Même lorsque les séries Trek s’occupent des sentiments, elles les gèrent mal ou perdent tout intérêt. En tant qu’empathe et conseillère de navire, Deanna Troi semblait prête à remplir le rôle de McCoy sur La prochaine génération (GNT), mais les scénaristes l’ont trop souvent reléguée à la description des sentiments évidents des autres personnages. Par le temps VoyageurNeelix est passé d’un lâche manipulateur à un officier du moral empathique, la série s’est tournée vers l’hologramme The Doctor et l’ex-Borg Seven of Nine. Le même problème afflige Entreprisele génial Capitaine Archer, qui a souvent été éclipsé par le Vulcain T’Pol.
Après la mort de Roddenberry, les émissions de Star Trek ont pu laisser les émotions s’accumuler davantage tout au long de leurs émissions. Espace Profond Neuf laisser ses protagonistes porter des traumatismes et avoir des romances. Il jette même un regard nuancé sur les sentiments associés au racisme du XXe siècle (« Loin au-delà des étoiles ») et au SSPT (« Ce n’est qu’une lune de papier »).
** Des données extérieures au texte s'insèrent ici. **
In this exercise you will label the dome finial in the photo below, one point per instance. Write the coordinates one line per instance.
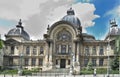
(20, 24)
(70, 11)
(113, 23)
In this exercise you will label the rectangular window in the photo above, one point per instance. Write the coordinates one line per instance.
(10, 61)
(26, 61)
(94, 51)
(40, 62)
(87, 51)
(101, 62)
(93, 61)
(69, 48)
(27, 50)
(56, 62)
(33, 61)
(12, 49)
(34, 50)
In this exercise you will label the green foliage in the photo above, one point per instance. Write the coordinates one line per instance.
(98, 71)
(1, 44)
(27, 72)
(115, 63)
(9, 72)
(89, 66)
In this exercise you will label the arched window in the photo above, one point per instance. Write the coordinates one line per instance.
(34, 50)
(64, 35)
(63, 49)
(87, 51)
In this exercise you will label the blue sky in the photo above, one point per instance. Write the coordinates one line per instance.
(100, 28)
(101, 11)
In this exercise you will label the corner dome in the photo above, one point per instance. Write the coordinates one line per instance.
(114, 28)
(19, 31)
(71, 18)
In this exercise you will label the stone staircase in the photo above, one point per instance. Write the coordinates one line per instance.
(52, 72)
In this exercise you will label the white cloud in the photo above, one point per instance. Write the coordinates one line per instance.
(115, 12)
(37, 14)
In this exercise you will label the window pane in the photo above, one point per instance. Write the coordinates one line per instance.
(34, 50)
(27, 50)
(41, 50)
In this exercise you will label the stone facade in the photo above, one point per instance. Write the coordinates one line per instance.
(64, 46)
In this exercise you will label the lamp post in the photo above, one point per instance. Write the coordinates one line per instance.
(20, 64)
(108, 59)
(72, 63)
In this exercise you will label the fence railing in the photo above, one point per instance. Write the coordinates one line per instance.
(58, 75)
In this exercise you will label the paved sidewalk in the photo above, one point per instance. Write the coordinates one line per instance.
(100, 75)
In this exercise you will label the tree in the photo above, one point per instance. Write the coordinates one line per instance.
(1, 44)
(115, 63)
(89, 66)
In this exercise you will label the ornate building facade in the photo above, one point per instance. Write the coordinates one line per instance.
(64, 46)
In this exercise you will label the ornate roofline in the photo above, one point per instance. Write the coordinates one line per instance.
(61, 22)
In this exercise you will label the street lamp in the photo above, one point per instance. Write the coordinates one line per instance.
(108, 59)
(20, 64)
(72, 63)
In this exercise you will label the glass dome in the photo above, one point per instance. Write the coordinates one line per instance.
(71, 18)
(19, 30)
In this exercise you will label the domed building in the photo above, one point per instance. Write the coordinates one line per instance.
(64, 47)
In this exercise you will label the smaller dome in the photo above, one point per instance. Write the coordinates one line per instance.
(114, 28)
(115, 31)
(19, 30)
(71, 18)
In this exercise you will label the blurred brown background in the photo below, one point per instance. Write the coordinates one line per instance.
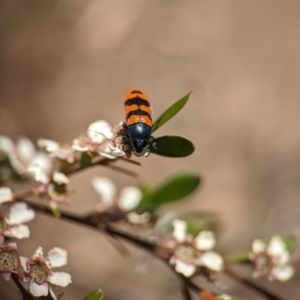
(67, 63)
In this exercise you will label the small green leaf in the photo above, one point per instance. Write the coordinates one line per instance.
(238, 257)
(172, 190)
(172, 146)
(185, 292)
(94, 295)
(170, 112)
(86, 159)
(56, 212)
(290, 242)
(198, 221)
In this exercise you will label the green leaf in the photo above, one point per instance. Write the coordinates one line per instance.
(185, 292)
(172, 146)
(94, 295)
(170, 112)
(290, 242)
(238, 257)
(198, 221)
(173, 189)
(86, 159)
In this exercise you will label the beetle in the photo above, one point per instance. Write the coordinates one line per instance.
(138, 121)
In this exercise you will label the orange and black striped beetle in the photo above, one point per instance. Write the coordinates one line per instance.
(138, 121)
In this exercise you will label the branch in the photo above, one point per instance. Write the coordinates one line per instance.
(249, 283)
(156, 250)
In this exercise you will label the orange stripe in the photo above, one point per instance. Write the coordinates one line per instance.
(146, 109)
(130, 108)
(135, 119)
(129, 94)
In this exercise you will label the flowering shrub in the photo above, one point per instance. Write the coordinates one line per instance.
(187, 243)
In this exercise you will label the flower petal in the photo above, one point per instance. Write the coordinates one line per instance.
(48, 145)
(106, 188)
(283, 273)
(183, 268)
(179, 232)
(42, 160)
(38, 253)
(130, 198)
(5, 194)
(25, 149)
(6, 144)
(57, 257)
(276, 246)
(24, 263)
(18, 231)
(115, 150)
(38, 290)
(52, 294)
(106, 152)
(19, 213)
(60, 178)
(6, 275)
(258, 246)
(60, 278)
(212, 261)
(205, 240)
(100, 131)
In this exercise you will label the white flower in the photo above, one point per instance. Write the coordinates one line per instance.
(22, 155)
(212, 261)
(100, 131)
(271, 259)
(9, 260)
(40, 167)
(205, 240)
(99, 139)
(6, 194)
(224, 297)
(191, 252)
(179, 232)
(40, 275)
(185, 269)
(129, 198)
(11, 225)
(63, 152)
(18, 213)
(58, 189)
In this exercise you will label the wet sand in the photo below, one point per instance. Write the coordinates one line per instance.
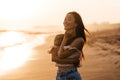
(102, 53)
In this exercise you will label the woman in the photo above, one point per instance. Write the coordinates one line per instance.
(67, 50)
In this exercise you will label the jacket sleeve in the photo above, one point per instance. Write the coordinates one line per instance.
(75, 47)
(65, 60)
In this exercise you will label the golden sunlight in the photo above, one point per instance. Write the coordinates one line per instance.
(17, 10)
(14, 52)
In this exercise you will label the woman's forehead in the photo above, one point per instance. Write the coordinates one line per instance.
(69, 15)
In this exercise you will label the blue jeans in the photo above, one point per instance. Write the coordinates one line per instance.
(71, 74)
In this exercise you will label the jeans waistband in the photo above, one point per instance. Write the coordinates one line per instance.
(67, 72)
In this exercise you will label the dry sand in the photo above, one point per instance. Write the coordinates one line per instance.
(102, 61)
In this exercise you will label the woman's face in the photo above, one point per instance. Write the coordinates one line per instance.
(69, 22)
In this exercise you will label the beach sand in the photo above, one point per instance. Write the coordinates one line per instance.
(102, 60)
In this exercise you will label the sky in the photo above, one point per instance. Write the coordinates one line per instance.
(52, 12)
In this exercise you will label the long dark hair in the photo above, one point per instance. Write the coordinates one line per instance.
(80, 29)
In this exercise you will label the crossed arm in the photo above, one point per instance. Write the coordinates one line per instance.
(63, 58)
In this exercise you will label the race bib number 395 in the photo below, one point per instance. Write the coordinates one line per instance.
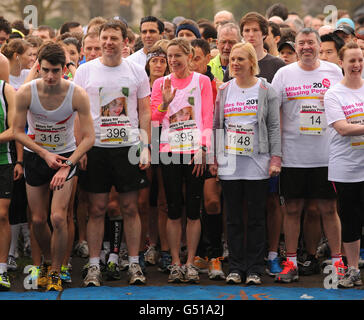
(183, 136)
(239, 139)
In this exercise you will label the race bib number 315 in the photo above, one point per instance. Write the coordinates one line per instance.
(115, 130)
(239, 139)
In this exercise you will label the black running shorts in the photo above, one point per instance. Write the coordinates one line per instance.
(306, 183)
(7, 180)
(107, 167)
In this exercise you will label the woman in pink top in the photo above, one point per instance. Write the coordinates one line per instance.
(183, 145)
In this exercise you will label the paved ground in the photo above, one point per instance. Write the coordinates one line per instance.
(157, 289)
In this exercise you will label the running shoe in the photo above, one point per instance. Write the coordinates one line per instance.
(93, 277)
(351, 278)
(201, 264)
(190, 274)
(44, 269)
(273, 267)
(81, 249)
(340, 268)
(288, 274)
(136, 275)
(151, 255)
(361, 258)
(4, 282)
(165, 261)
(112, 271)
(215, 269)
(309, 267)
(12, 265)
(123, 259)
(54, 282)
(253, 279)
(233, 278)
(176, 274)
(65, 274)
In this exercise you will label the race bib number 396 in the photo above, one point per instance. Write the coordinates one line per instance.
(239, 139)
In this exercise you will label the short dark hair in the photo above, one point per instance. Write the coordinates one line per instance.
(203, 44)
(332, 37)
(5, 25)
(53, 53)
(277, 9)
(255, 17)
(209, 31)
(115, 24)
(68, 25)
(276, 30)
(152, 19)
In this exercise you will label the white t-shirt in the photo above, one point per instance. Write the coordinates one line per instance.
(16, 82)
(114, 94)
(346, 157)
(304, 135)
(139, 57)
(242, 159)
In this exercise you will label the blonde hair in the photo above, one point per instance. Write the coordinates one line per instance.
(252, 56)
(184, 44)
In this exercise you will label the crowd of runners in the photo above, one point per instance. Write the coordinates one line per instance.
(186, 145)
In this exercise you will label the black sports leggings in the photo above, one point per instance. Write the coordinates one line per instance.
(174, 177)
(350, 209)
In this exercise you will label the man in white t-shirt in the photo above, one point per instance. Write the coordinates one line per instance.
(119, 93)
(304, 184)
(151, 30)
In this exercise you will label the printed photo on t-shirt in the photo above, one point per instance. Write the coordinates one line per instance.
(183, 114)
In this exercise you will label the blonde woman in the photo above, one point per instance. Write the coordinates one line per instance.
(248, 153)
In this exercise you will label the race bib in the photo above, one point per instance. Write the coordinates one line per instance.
(51, 136)
(239, 139)
(183, 136)
(357, 142)
(312, 119)
(115, 130)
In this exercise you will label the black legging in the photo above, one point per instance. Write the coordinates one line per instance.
(174, 176)
(350, 209)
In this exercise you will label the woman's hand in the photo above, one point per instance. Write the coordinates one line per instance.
(168, 94)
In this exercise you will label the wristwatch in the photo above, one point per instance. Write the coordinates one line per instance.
(71, 63)
(69, 163)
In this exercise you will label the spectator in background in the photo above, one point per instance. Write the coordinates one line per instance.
(169, 30)
(277, 9)
(188, 29)
(95, 23)
(221, 17)
(273, 37)
(5, 30)
(151, 30)
(44, 32)
(330, 46)
(208, 33)
(71, 26)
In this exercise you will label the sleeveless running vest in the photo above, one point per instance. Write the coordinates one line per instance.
(5, 154)
(52, 129)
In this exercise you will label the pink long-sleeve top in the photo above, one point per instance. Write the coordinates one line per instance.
(194, 91)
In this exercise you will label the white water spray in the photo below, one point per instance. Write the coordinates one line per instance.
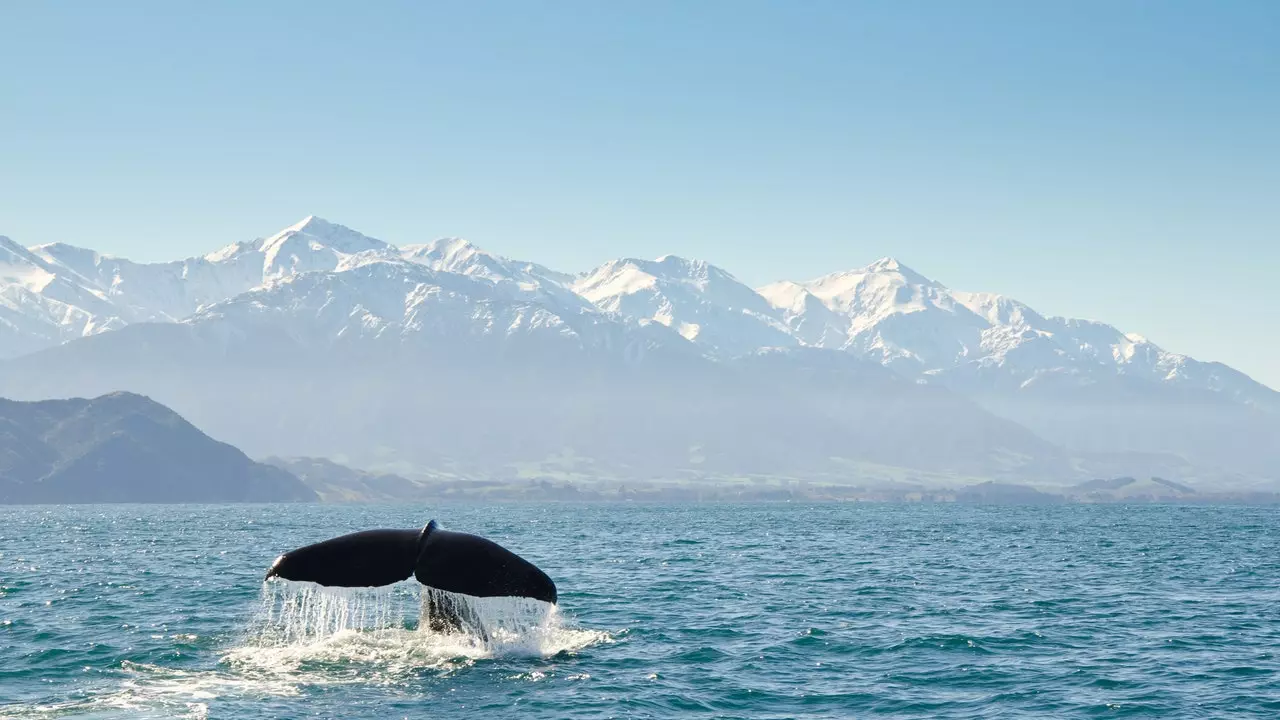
(398, 628)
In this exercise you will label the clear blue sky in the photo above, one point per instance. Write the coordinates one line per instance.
(1114, 159)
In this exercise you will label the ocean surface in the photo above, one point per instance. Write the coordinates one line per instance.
(763, 610)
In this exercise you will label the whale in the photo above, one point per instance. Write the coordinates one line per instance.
(440, 560)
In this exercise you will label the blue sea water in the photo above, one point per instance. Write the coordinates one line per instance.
(763, 610)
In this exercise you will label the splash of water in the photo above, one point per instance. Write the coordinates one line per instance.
(380, 634)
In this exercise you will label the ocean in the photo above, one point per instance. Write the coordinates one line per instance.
(757, 610)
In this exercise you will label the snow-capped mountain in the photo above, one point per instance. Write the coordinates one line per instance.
(525, 279)
(42, 304)
(700, 301)
(282, 327)
(172, 291)
(892, 314)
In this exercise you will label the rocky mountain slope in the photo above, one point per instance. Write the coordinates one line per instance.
(124, 447)
(503, 363)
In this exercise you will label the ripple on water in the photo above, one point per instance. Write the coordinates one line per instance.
(667, 611)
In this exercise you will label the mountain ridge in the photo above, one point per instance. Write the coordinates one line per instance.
(318, 286)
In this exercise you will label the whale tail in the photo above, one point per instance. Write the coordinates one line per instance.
(439, 559)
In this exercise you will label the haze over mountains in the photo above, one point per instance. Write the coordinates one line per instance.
(440, 358)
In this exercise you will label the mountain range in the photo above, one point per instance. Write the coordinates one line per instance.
(446, 359)
(122, 447)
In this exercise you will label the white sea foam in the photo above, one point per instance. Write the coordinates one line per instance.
(305, 636)
(385, 632)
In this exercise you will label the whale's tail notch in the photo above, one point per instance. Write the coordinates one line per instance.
(439, 559)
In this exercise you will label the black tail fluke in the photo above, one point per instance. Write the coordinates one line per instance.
(478, 566)
(359, 560)
(439, 559)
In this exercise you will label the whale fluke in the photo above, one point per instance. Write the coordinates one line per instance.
(472, 565)
(439, 559)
Les trois autres séries Trek en cours embrassent chacune l’émotion de manière plus cohérente que leurs prédécesseurs. picard utilise la nostalgie du public pour le personnage principal en contraste avec la bureaucratie impitoyable de Starfleet, tandis que les jeunes parias du quadrant Delta dans Prodige débordez d’émerveillement enfantin alors qu’ils deviennent l’équipage de l’USS Protostar abandonné. Ponts inférieurs trouve la comédie non seulement dans les références aux parties les plus loufoques de la tradition de Trek, mais aussi dans les faiblesses de ses enseignes névrotiques.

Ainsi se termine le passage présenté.